Un moment, comme je lui disais que j'avais opté pour telle solution de logement partagé avec des proches avec lesquels je m'entendais bien, afin de n'être pas astreinte à un travail à plein temps pour assurer un loyer parisien, elle eut un rictus méprisant et me dit : « c'est une solution de facilité ».

J'eus d'abord la pulsion de me défendre, de prouver qu'au contraire, c'était une solution réfléchie, aboutie, même si pas forcément éternelle. Au moment d'ouvrir la bouche pour récriminer, je vis le fiel de son regard, la médiocrité de son visage et je me retins. Allai-je dépenser du souffle, de l'énergie, des mots, de la syntaxe, des expressions faciales pour meubler un quart d'heure de la vie de cette femme ? Alors je dis :

« Oui, c'est ça. J'ai vu que la vie était difficile et je me suis dit, fournir des efforts me pompe l'air, il faut que je trouve la solution de facilité ».

Elle écarquilla les yeux et la bouche, révulsée de mon absence de honte de moi. « Et tu crois que c'est bien, de se rabattre sur des solutions de facilité ? Il faut être exigent dans la vie. Tout le monde fournit des efforts, et toi tu choisis la solution de facilité ? »

En mon cœur, la haine bouillait tellement que j'ai éteint le feu. Autant de haine, c'est à dire autant de sentiment pour une femme qui ne m'intéresse pas et qui nuisait à mon bien-être ? Non, c'était inutile. J'allongeais mes jambes, appuyais mon dos sur le dos du fauteuil, reprenais une gorgée du whisky que l'homme que j'étais venue voir, ce héros (il la supporte au quotidien) m'avait généreusement servi, et je répétais, un peu lascive : « Ouais, je choisis la solution de facilité. Ça me fait chier de me faire chier ».

Son visage, cette fois, fit le chemin inverse : ses yeux se plissèrent, sa bouche se ferma, de petits plis piqués formèrent une expression revêche. Elle ressemblait à un oxymore : hautaine sans hauteur. Nous la quittâmes et sortîmes dîner dans le quartier. J'oubliais momentanément cette conversation déplaisante ; pourtant, elle revint la nuit suivante, me hanta les jours d'après.

C'est ainsi que l'idée de la solution de facilité m'est venue, sans la chercher, au cours d'un conflit de petite taille qui m'a ouvert une porte.

Car, les jours suivants, je m'interrogeais, je sondais les gens que je rencontrais, je voulais savoir : au fond, sur le plan moral, spirituel, sociétal, sur tous les plans de la vie, est-il vraiment abject d'opter pour la solution de facilité ? Que lui reproche-t-on, à la facilité ? Que reproche-t-on en outre à une solution ?

J'ai trouvé beaucoup de gens pour me dire que la difficulté était mère de toutes les vertus et la facilité mère de tous les vices, mais jamais un argument n'accompagnait leur sentence vertueuse.

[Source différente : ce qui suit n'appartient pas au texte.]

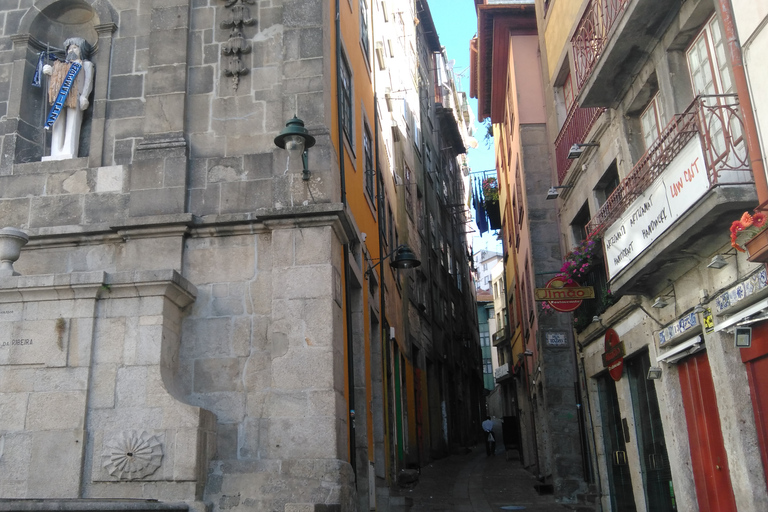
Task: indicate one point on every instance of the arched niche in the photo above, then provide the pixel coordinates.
(46, 25)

J'ai observé autour de moi les gens qui menaient une vie pénible et pleine d'efforts, et ceux qui se la coulaient douce, et n'ai pas trouvé de corrélation entre la première voie et la vertu, pas plus qu'entre la seconde et le vice.

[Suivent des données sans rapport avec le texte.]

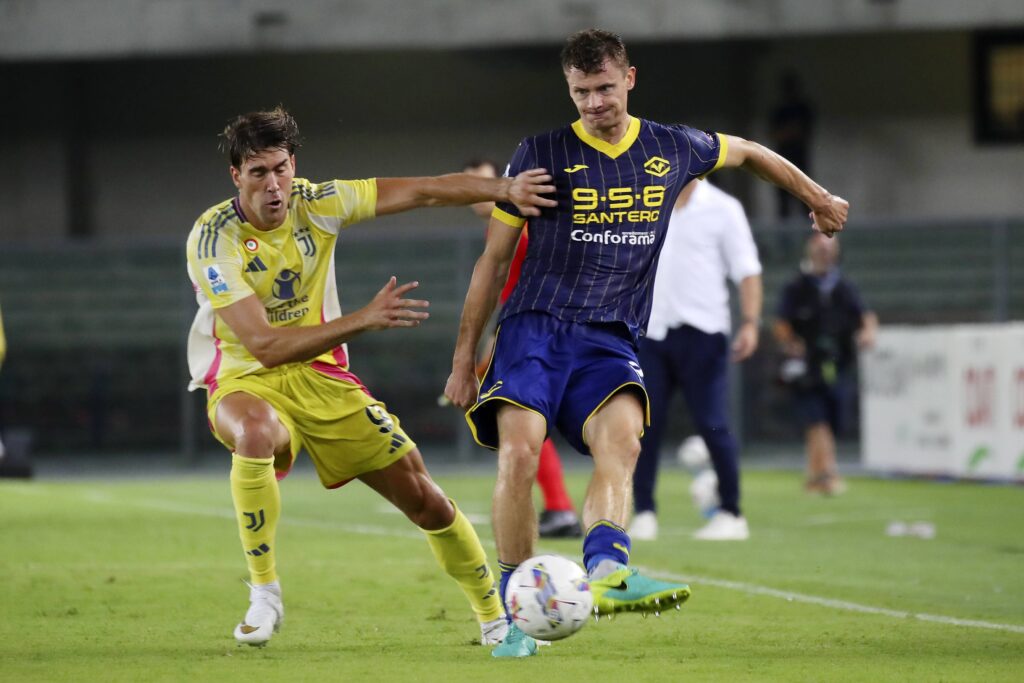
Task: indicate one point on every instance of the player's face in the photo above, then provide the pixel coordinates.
(264, 183)
(600, 97)
(482, 209)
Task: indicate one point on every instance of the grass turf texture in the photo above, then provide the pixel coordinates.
(140, 581)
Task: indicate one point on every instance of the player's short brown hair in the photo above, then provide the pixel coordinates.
(587, 50)
(252, 133)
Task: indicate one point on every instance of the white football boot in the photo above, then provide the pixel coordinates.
(266, 611)
(494, 632)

Il m'a semblé alors que, réellement, la facilité peut être une solution, de même que la meilleure solution peut être la plus facile. C'est comme ça que m'est venue l'idée de prendre une vie sabbatique.

Je ne savais pas alors à quel point j'aurais à fournir d'efforts de réflexion, de formulation, de recherche, de tâtonnements, de développement personnel, de quête spirituelle, de tentatives professionnelles avant d'aboutir à l'orée d'un univers où, oui, la solution de facilité est possible.

Je ne savais pas alors à quel point la solution de facilité nécessite autant d'efforts de création, efforts qui ne ressemblent pas assez aux efforts scolaires pour être accessibles à ceux qui la méprisent autant, embourbés qu'ils sont dans leur application à l'effort sans cesse recommencé, à l'effort imposé par le monde extérieur. La route de la vie sabbatique est longue, et je n'ai pas encore atteint le rivage du paradis, mais je crois que cette quête vaut la peine.